Nel 2011 il ministero federale per l’Alimentazione, l’economia e la difesa del consumatore annunciò che i faggi in particolare erano gravemente compromessi. In effetti questa specie presentava in estate una quantità di foglie assai ridotta, in tutto il paese. La causa era una intensa fioritura e la conseguente abbondante fruttificazione. I rami erano già occupati e quindi non c’era più posto per le foglie. Diagnosticare un peggioramento delle condizioni di salute da questo particolare mi sembra alquanto avventato. Anche durante annate particolarmente asciutte, come il 2003 e il 2011, molti alberi perdono aghi e foglie per ridurre la superficie di evaporazione. Significa che sono malati? È come se vi mandassero dal medico tutte le volte che avete sete.

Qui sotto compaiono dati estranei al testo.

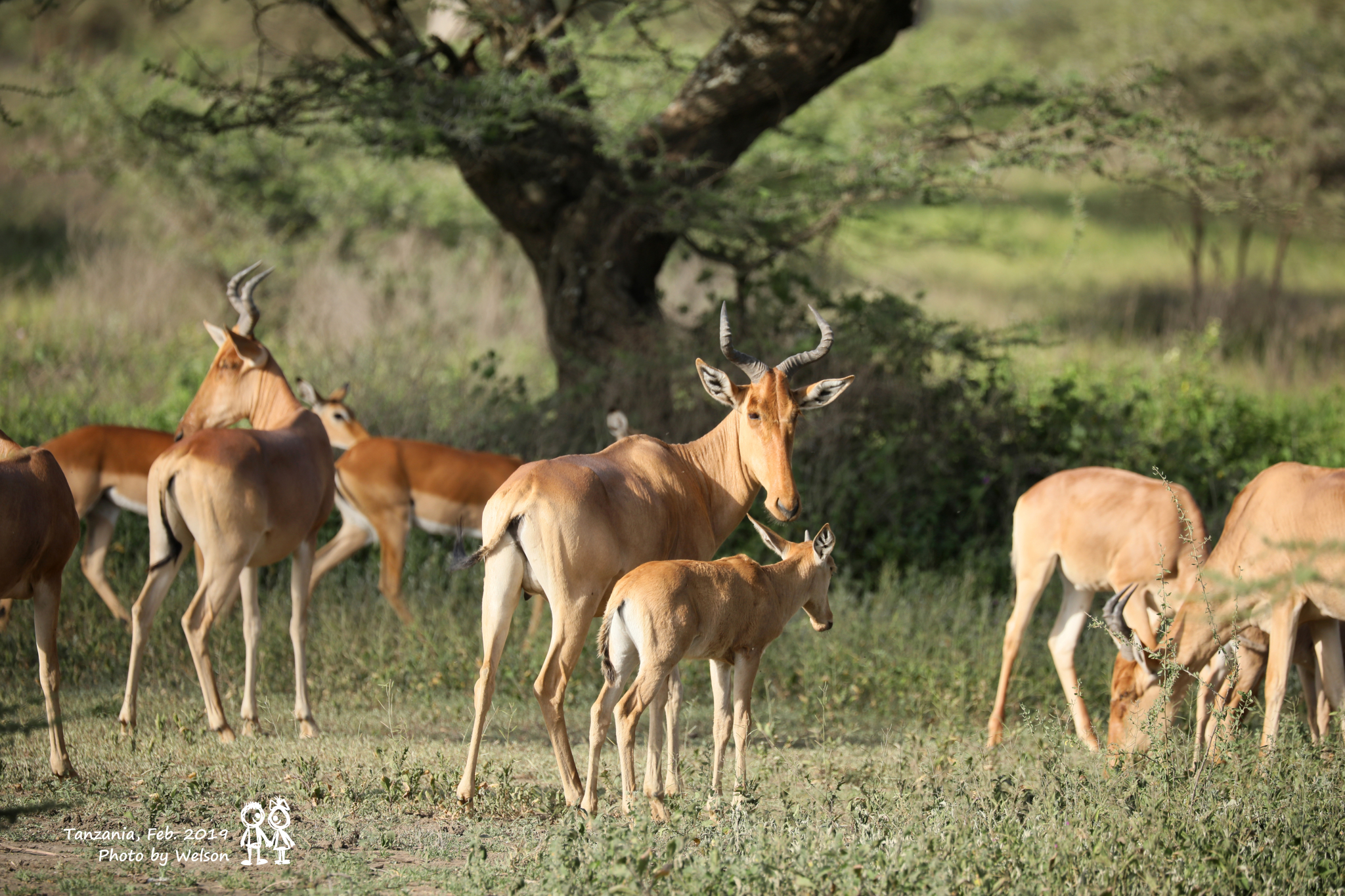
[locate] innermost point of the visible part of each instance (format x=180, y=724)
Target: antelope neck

Il campanello d’allarme vero è quando ci sono rami morti nella parte superiore della chioma. In questo punto, infatti, si formano i germogli più giovani e particolarmente vitali. Se l’albero perde sostanza qui, significa che è malato. Con il passare del tempo diventa sempre più piccolo, perché i rami morti si spezzano al primo temporale. A un certo punto la modesta chioma rimasta non basta più a nutrire il tronco ancora possente, e l’albero muore.

I cambiamenti climatici

Fondamentalmente ottenere elettricità dal Sole, dal vento o dall’acqua ha senso. A conti fatti il bilancio ecologico di queste fonti energetiche è positivo; i gas serra si presentano solo durante la costruzione e la manutenzione degli impianti. Che cosa c’è allora di male a forzare questa trasformazione, in modo che a un certo punto tutti utilizzeremo solo energia «verde»? In realtà niente, a patto che la trasformazione sia condotta fino in fondo. Per avere un bilancio climatico positivo, bisognerebbe sostituire completamente petrolio, carbone e gas. Per ogni kilowatt prodotto da una pala eolica, bisognerebbe lasciare nei giacimenti un kilowatt di combustibile fossile, che non dovrebbe più essere estratto. Ma non è ciò che accade. La nostra energia pulita entra nel mercato energetico globale e significa soltanto che altri d’ora in poi utilizzeranno più petrolio, carbone e gas. Con ogni pannello solare aumentiamo la quantità di energia disponibile sul mercato. E dato che l’energia è utilizzata per trasformare la natura, significa che ogni kilowatt di energia pulita provoca nuovi danni ambientali.

Energia dal legno

Per diversi anni, circa quattrocento scienziati europei e d’Oltreoceano hanno studiato gli effetti delle varie forme di sfruttamento del terreno sul clima. Nel rapporto c’è anche un capitolo sul bosco. Quando l’ho letto, la mia illusione di neutralità climatica è andata in frantumi. Secondo questo studio, infatti, i boschi non sono interessati da un ciclo del carbonio di costante creazione e distruzione. Nelle foreste vergini gli alberi che muoiono sono distrutti da microorganismi, ma non completamente. Una parte della massa organica si accumula nel terreno, dove resta chiuso come in una cassaforte. Sotto lo strato di foglie, infatti, fa freddo e c’è umidità, condizioni che rallentano qualsiasi forma di vita. Da questi resti si creano nel corso di millenni gli stadi iniziali del carbone. All’incirca la metà della biomassa di un bosco è dunque immagazzinata nella cantina dell’ecosistema, ma solo a patto che l’uomo non intervenga. Non appena vengono tagliati gli alberi, luce e calore arrivano fino al terreno, favorendo la proliferazione di funghi e batteri che a loro volta decompongono il carbonio presente nel terreno. La cassaforte viene così svuotata e la CO2 immagazzinata torna nell’atmosfera.